Regex 1
Getting Started
-
Resources
Regex How To Regular Expression Syntax
-
What Is It?
Regular expressions (called REs, or regexes, or regex patterns) are essentially a tiny, highly specialized programming language embedded inside Python and made available through the re module.
-
How Does It Work?
Suppose you wanted to know if an email address matched a particular pattern.
We first compile a regular expression. # 1
We can then inoke various methods and attributes against a compiled regular expression object. # 2
- The pattern is simply a string.

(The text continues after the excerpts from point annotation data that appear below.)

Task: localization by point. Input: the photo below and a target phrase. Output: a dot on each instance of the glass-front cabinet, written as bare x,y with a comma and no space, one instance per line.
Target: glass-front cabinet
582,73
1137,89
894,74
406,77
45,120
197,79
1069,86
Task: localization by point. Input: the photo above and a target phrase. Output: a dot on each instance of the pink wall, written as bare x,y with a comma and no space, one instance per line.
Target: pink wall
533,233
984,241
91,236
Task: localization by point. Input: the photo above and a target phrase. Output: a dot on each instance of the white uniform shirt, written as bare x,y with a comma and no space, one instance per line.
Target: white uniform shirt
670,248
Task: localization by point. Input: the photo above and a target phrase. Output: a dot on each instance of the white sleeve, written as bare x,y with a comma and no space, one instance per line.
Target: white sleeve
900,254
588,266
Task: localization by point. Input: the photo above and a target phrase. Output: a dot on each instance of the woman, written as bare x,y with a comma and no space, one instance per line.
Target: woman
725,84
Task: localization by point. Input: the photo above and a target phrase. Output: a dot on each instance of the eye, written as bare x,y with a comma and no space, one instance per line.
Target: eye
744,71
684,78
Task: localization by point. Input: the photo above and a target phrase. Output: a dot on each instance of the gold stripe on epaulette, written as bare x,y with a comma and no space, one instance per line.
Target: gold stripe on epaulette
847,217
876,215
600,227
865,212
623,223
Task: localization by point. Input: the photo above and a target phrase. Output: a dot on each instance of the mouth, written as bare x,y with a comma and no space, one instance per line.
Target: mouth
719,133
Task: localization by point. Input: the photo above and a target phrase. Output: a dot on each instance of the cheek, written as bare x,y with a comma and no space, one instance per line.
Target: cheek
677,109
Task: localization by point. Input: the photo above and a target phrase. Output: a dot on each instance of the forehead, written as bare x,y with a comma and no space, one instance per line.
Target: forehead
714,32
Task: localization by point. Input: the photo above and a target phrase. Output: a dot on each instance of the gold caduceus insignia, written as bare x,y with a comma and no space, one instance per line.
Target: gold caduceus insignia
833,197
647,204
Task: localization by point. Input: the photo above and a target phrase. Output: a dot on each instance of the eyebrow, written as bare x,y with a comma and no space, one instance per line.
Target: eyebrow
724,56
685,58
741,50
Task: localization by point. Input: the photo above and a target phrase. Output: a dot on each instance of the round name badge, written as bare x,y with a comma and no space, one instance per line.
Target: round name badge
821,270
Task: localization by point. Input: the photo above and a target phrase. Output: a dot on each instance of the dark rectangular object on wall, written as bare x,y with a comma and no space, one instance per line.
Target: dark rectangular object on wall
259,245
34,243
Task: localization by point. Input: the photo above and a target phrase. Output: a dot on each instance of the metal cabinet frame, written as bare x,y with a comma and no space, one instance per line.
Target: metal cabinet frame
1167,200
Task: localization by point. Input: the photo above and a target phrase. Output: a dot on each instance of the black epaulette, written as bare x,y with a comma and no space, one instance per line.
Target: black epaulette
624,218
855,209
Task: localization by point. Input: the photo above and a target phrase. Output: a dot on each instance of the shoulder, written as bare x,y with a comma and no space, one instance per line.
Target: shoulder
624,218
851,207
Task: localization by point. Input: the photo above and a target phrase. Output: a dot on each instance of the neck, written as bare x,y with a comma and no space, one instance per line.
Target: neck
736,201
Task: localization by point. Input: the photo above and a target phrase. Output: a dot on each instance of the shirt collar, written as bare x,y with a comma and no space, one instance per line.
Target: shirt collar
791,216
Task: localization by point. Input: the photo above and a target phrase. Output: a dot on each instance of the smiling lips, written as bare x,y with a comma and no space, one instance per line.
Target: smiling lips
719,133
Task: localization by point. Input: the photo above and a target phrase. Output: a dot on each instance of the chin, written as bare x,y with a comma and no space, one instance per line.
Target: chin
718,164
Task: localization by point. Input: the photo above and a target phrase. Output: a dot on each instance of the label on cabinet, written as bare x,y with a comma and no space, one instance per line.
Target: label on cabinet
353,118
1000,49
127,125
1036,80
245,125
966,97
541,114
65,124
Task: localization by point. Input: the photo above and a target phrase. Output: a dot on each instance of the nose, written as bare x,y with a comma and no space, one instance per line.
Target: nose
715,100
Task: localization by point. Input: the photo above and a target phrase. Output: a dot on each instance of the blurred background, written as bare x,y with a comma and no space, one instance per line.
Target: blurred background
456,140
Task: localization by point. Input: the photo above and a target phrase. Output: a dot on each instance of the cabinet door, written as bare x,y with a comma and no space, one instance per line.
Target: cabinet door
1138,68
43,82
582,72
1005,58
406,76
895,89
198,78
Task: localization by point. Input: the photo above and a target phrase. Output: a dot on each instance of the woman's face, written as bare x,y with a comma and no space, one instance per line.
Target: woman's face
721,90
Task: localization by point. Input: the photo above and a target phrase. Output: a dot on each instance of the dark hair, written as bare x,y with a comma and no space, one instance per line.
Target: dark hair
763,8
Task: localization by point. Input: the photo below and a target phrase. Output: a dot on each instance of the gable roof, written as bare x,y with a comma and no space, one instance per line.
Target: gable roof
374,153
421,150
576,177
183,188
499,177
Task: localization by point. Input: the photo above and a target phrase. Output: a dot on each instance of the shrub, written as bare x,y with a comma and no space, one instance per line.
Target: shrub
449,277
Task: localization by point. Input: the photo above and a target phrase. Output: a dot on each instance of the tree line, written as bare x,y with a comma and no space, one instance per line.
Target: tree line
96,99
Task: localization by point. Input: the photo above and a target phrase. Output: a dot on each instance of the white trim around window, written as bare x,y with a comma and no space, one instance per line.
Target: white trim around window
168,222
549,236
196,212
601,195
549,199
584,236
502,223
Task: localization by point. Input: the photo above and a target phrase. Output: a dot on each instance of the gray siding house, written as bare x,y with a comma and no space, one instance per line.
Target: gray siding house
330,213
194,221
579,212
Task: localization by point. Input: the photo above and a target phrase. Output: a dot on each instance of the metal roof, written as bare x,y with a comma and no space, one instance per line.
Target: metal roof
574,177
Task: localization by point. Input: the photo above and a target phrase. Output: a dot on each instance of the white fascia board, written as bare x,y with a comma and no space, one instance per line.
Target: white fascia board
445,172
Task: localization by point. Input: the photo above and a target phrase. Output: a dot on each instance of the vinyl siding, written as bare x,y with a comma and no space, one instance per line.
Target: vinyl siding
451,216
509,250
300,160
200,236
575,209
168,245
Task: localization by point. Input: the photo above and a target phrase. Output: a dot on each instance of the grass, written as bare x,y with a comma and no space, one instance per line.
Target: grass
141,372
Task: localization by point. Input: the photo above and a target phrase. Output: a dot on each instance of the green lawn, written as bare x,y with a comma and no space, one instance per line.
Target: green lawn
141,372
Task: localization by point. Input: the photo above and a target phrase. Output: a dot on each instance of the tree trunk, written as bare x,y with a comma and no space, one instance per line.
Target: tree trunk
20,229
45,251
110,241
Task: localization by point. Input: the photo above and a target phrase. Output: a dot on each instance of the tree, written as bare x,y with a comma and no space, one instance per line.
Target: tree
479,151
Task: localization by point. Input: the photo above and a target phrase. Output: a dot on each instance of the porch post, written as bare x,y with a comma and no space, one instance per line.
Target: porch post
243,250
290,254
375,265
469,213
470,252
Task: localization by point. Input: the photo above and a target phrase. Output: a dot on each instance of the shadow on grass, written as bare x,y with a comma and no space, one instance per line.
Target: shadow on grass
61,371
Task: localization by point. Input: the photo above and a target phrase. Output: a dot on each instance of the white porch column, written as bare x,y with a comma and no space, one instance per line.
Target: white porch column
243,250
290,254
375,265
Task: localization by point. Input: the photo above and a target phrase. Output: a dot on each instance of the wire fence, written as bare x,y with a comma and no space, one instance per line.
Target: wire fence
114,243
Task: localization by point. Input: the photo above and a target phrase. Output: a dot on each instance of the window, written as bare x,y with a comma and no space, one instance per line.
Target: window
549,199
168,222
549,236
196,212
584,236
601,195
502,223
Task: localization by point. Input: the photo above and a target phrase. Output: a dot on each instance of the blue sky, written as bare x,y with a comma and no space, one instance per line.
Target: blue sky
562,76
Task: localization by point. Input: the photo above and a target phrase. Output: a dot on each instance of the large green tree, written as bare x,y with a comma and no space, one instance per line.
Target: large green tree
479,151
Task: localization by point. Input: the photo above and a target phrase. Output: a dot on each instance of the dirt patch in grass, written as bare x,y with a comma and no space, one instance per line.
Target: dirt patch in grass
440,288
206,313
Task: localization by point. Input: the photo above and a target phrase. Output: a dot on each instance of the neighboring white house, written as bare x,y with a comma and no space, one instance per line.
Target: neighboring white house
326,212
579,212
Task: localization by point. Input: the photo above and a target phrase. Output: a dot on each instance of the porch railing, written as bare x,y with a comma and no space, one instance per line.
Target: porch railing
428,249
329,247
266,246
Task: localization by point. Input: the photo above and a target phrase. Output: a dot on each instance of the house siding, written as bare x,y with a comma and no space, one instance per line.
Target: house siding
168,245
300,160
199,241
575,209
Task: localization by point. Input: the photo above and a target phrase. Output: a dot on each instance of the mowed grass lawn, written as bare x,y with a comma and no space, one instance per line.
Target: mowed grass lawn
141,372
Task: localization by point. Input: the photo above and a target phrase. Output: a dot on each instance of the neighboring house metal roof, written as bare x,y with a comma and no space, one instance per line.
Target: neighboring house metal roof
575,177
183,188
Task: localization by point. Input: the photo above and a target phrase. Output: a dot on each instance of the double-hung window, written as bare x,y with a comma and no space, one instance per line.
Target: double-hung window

The ‘r’ before teh quotation tells Python that it’s a “raw” string and shouldn’t attempt to interpret escaped text.
import re
p = re.compile(r"[a-zA-z0-9]*@zipcodewilmington.com") # 1
m1 = p.findall("roberto@zipcodewilmington.com") # 2
m1
# ['roberto@zipcodewilmington.com']
m2 = p.findall("billgates@microsoft.com")
m2
# []
-
Special Sequences
Sequence | Description | Equivalent class |
---|---|---|
\d | Any decimal digit | [0-9] |
\D | Any non-digit character | [^0-9] |
\s | Any whitespace character | [\t\n\r\f\v] |
\S | Any non-whitespace character | [^\t\n\r\f\v] |
\w | Matches any alphanumeric character | [a-zA-z0-9_] |
\W | Matches any non-alphameric character | [^a-zA-Z0-9_] |
-
\d
Matches any decimal digit
p = re.compile(r"\d")
m = p.findall("1 over the 8.")
m
# ['1', '8']
-
\D
Any non-digit character
p = re.compile(r"\D")
m = p.findall("catch 22")
m
# ['c', 'a', 't', 'c', 'h', ' ']
-
\w
Matches any alphanumeric character
p = re.compile(r"\w")
m = p.findall("1a!2b@3c#4d$5e%6f^7g&8h*9i(0j)")
m
# ['1', 'a', '2', 'b', '3', 'c', '4', 'd', '5', 'e', '6', 'f', '7', 'g', '8', 'h', '9', 'i', '0', 'j']
-
\W
Matches any non-alphameric character.
p = re.compile(r"\W")
m = p.findall("1a!2b@3c#4d$5e%6f^7g&8h*9i(0j)")
m
# ['!', '@', '#', '$', '%', '^', '&', '*', '(', ')']
-
Metacharacters
Part 1
- .
- []
- \
-
. - Dot
Matches any character except a newline.
p = re.compile(r".uck")
m1 = p.match("duck")
m1
# <re.Match object; span=(0, 4), match='duck'>
m2 = p.match("muck")
m2
# <re.Match object; span=(0, 4), match='muck'>
m3 = p.match("buck")
m3
# <re.Match object; span=(0, 4), match=buck'>
-
[] - Character Class
A character class is a set of characters that you wish to match.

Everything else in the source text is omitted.